Exploring the Food Network in Rural Minnesota

Fernando Burga studies food access and transportation in immigrant communities
December 17, 2019
Vegetables in baskets at a farmers market
Assistant Professor Fernando Burga is researching food systems in Minnesota's immigrant communities.

Studying how food affects the lives of immigrants in rural Minnesota might seem a long way from practicing architecture and urban planning in Washington, DC. But for Assistant Professor Fernando Burga, those points on his career path aren’t so far apart.  

“When I was an architect and urban designer, I always focused on issues that had to do with equity, and that led me to develop an interest in Latino immigrants and immigration,” the Peruvian-born and Miami-raised Burga says.

When he arrived in Minnesota in 2015, he was eager to learn about Latino immigrants living in rural areas of the state, places that were very different from ones he knew.

An appointment as a UMN Extension specialist in the Center for Community Vitality placed Burga, who immigrated to the United States when he was a child, in monthly contact with Latinos in Dodge Center, 90 miles southeast of the Twin Cities. That quickly led him to the topic of food systems.

“It’s difficult to delink food systems and agricultural production from the everyday lives of Latino immigrants who are laboring in some of these sectors,” he says.
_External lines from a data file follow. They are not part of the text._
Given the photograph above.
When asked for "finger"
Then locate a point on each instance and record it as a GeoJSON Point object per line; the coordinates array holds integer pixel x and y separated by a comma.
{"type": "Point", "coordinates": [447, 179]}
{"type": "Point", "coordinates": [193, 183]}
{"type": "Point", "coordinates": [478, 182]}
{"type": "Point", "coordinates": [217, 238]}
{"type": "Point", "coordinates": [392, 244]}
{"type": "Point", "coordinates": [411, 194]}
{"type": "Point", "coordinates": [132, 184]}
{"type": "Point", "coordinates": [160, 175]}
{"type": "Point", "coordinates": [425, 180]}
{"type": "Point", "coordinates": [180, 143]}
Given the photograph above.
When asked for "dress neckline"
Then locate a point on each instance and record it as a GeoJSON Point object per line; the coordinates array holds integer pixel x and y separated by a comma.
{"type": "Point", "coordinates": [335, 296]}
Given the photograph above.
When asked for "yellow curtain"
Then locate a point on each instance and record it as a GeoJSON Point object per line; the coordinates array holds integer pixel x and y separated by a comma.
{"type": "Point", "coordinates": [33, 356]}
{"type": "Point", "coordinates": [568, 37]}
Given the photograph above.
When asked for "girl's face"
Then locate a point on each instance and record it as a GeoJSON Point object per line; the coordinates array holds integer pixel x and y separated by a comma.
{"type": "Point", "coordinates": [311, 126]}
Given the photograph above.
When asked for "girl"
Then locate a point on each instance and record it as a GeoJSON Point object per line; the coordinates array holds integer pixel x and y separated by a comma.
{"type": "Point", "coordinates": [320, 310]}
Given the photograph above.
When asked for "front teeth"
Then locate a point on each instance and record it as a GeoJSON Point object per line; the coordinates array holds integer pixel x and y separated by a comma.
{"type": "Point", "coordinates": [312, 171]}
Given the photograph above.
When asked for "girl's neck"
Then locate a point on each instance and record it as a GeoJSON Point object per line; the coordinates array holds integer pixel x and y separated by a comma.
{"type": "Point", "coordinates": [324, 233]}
One of the things he’s learned is that the Latino immigrants he’s studying travel to other cities to buy food. “They make it a trip, an outing, a once-a-week thing,” he says. “They bring the whole family.”

He’s noted that the malls and parking lots in towns such as Rochester become gathering places. “It‘s where they commiserate, where families see each other, rather than their own communities.”

He’s also found that it’s common for immigrants to develop off-the-grid businesses related to making and selling food within their communities.

Burga is now considering the policy implications of such findings, conducting new studies in the Twin Cities focused on finding safe routes for healthy foods, and sharing his findings with students in his Site Planning for Food Justice class.  He believes the work aligns with what he’s done throughout his career—helping people thrive in their communities.

“Planners are always dealing with the complexity of human life,” he explains. “Food is an emergent frontier that touches upon our most basic needs, relationships, and capacities.”